Gene set enrichment analysis (GSEA) was performed on the DEGs using the “clusterProfiler” package in R language to identify potential pathways or processes with which these genes are associated on the background of hallmark gene sets. Significantly enriched genes were defined as those with a normalized enrichment score (NES) >1.5 and P < 0.05.

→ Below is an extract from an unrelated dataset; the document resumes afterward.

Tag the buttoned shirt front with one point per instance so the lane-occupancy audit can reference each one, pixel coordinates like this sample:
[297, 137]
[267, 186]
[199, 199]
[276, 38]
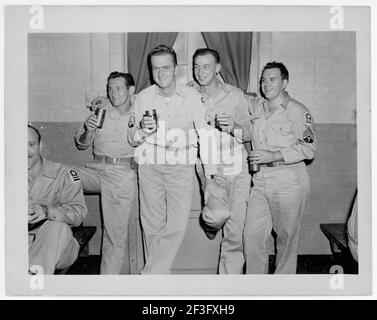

Network construction, key module selection, hub gene identification, and coexpression analysis
A list of DEGs was submitted to the Metascape web tool, with the species limited to “Homo sapiens”, to construct a PPI network. Subsequently, the Molecular Complex Detection (MCODE) algorithm was used to identify densely connected network components. This novel graph-theoretical clustering algorithm can reveal densely connected regions in large PPI networks of molecular complexes. Then, the data were imported into Cytoscape software (version 3.7.2) for reprocessing, visualization, hub gene analysis, and topological analysis. The herb-active component (H-AC) network was analyzed and displayed using the OmicShare tool. Additionally, based on TCGA-BRCA gene expression data, an interactive gene correlation network of the prognostic ASI-related DEGs was constructed using the R package “corrplot”. The network was visualized using the R package “circlize”.
Statistical analysis
The data analysis and graph generation were performed in R version 3.6.3 and GraphPad Prism 7.0. Comparisons between two groups were performed using unpaired Student’s t test to analyze the statistical significance of normally distributed variables and the Wilcoxon rank-sum test to estimate the statistical significance of nonnormally distributed variables. Categorical variables were compared using the χ test. Kaplan–Meier survival curves of OS analysis were plotted using the R package “survminer”. Receiver operating characteristic curves for 1-, 3-, and 5-year survival were drawn to assess the diagnostic value of the risk score generated using timeROC. Furthermore, the area under the ROC curve was used to analyze the accuracy of ASI-related DEGs in predicting prognosis. Differences with P < 0.05 were considered statistically significant.
Data availability
Publicly available datasets were analyzed in this study. This data can be found here: TCMSP, TCGA, GEO, etc.
Supplementary Materials
Supplementary Figure 1
Supplementary Table 1, 4, and 6-8
Supplementary Table 2-3 and 5
Abbreviations
BC: breast cancer; SWT: Si-Wu-Tang; TCM: traditional Chinese medicine; DEGs: differentially expressed genes; GO: Gene Ontology; KEGG: Kyoto Encyclopedia of Genes and Genomes; ASIGs: aging/senescence-induced genes; SASP: senescence-associated secretory phenotypes; OS: overall survival; PPI: protein-protein interaction; ASI: aging/senescence-induced; ROC: receiver operating characteristic; AUC: areas under the curve; FDR: false discovery rate; LASSO: Least absolute shrinkage and selection operator; BP: biological process; CC: cytological component; MF: molecular function; GSEA: Gene Set Enrichment Analysis; H-AC: herb-active components; TILs: tumor-infiltrating lymphocytes; BRCA: breast invasive carcinoma; TIME: tumor immune microenvironment; TCMSP: Traditional Chinese Medicine System Pharmacology Database; OB: oral bioavailability; DL: drug-likeness; TCGA: The Cancer Genome Atlas; GEO: Gene Expression Omnibus; FPKM: fragments per kilobase million; TPM: transcripts per million.
Author Contributions
Xiuan Gao, Bo Niu, and Botao Pan conceived and designed the study; Minhong Zhao, Botao Pan, and Yanjun He collected data; Minhong Zhao, and Botao Pan performed the data analysis; Botao Pan, and Minhong Zhao wrote the manuscript; Xiuan Gao, and Bo Niu reviewed the manuscript and provided comments. And all of the authors reviewed the manuscript.
Conflicts of Interest
The authors declare no conflicts of interest related to this study.